Sainsbury’s is “now a digital first business” according to analysts

Sainsbury’s is “now a digital first business” according to analysts, as it reported a whopping 87 per cent boost in online sales.

Kantar’s senior vice president of retail insights Ray Gaul says Sainsbury’s is now “competing on an altogether different playing field”, no longer in direct competition with the UK’s Big 4 supermarkets.

Instead its “bold renovation plans” before and during the COVID-19 crisis have transformed it into a “digital first business” now competing with smaller digitally native stores.

“The renovation can be likened to attempting to build a new home ground,” Gaul explained.

“The new ‘Sainsburys’ stadium embraces the motto:  Fast, friendly, and convenient (FFC). It is coming to life in large scale with over 1,000 store projects completed each year.

“This work has not slowed during Covid-lockdown, in fact it has accelerated.  Chop Chop deliveries from superstores have expanded to 15 more British cities. Covid-driven fears have advanced some of the investments in the FFC transformation.

“Sainsburys’ centrepiece innovation ‘Smartshop’, a handheld personalised digital app that speeds shopper journeys, is now used in over 37% of all transactions.

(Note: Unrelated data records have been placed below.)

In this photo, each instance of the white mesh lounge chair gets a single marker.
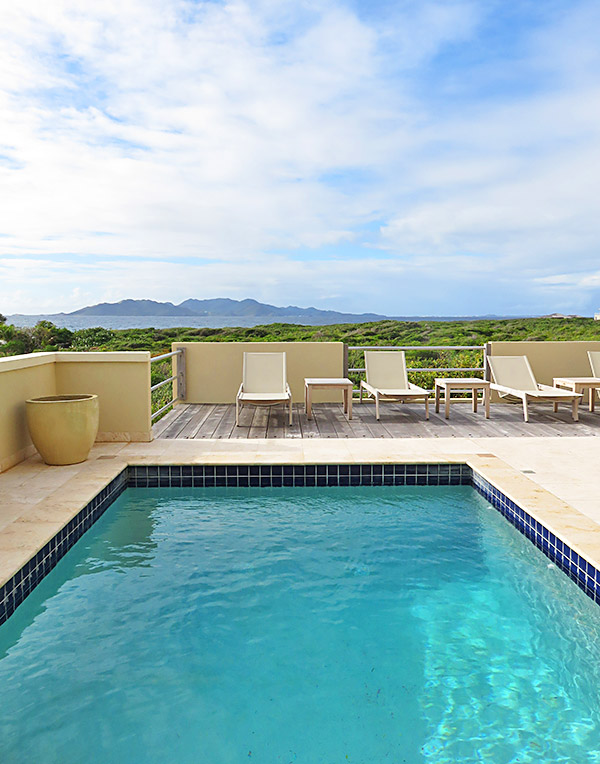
(264, 382)
(514, 379)
(387, 379)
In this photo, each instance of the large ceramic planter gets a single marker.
(63, 428)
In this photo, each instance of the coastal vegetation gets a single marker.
(47, 337)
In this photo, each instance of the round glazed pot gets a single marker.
(63, 428)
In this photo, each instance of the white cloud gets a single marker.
(184, 130)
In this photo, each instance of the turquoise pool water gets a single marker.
(315, 626)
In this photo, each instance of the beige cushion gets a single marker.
(512, 371)
(264, 374)
(386, 369)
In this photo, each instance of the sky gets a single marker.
(406, 157)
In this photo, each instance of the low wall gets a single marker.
(21, 377)
(549, 359)
(121, 381)
(214, 369)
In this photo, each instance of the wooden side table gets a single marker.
(579, 385)
(326, 383)
(447, 384)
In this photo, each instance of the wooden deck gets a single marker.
(191, 421)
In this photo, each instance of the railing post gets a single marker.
(181, 392)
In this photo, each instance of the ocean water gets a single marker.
(214, 322)
(315, 626)
(166, 322)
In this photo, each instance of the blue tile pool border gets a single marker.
(17, 588)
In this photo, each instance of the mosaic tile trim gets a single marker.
(579, 570)
(273, 476)
(14, 591)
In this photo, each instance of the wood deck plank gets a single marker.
(188, 421)
(227, 423)
(260, 422)
(178, 423)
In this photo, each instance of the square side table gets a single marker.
(328, 383)
(447, 384)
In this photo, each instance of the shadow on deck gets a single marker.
(206, 420)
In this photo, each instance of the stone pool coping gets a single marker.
(37, 501)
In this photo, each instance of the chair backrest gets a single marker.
(386, 369)
(264, 373)
(512, 371)
(594, 356)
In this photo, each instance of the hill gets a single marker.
(221, 306)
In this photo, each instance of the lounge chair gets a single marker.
(264, 382)
(387, 379)
(594, 356)
(514, 379)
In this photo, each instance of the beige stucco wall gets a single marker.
(121, 381)
(550, 359)
(214, 369)
(21, 377)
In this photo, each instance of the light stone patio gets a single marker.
(556, 480)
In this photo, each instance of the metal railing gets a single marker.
(419, 348)
(178, 378)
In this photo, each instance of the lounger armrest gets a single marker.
(369, 388)
(558, 391)
(506, 390)
(417, 389)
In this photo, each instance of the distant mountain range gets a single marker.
(220, 306)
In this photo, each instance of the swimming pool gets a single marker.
(360, 624)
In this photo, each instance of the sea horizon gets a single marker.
(77, 322)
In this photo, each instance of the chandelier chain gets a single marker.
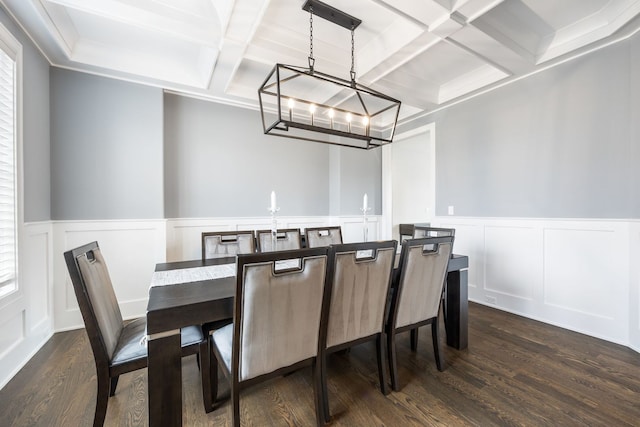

READ MORE: Sainsbury’s quarterly sales jumps 8.5% as lockdown doubles online revenue

“The result is that while Sainsburys’ has taken on extraordinary additional costs to stay open during the pandemic, sales have grown at a record pace making it much easier to cover these costs and remain true to 2020/21’s financial objectives.  Sainsburys is now a digital first business in a revamped league competition.”

It comes as Sainsburys revealed an 8.5 per cent sales rise during its first quarter, notably the first with its newly instated chief executive Simon Roberts.

The Share Centre’s investment research analyst Joe Healey also celebrated the retailer’s digital success, stating that nearly “50 per cent of new online groceries are from new customers with the supermarket now taking over 650,000 orders a week compared to just 370,000 pre-crisis.

“The flexibility to double capacity speaks volumes of the technology and digital platforms Sainsbury operate and will be something investors will be very pleased with moving into the future.”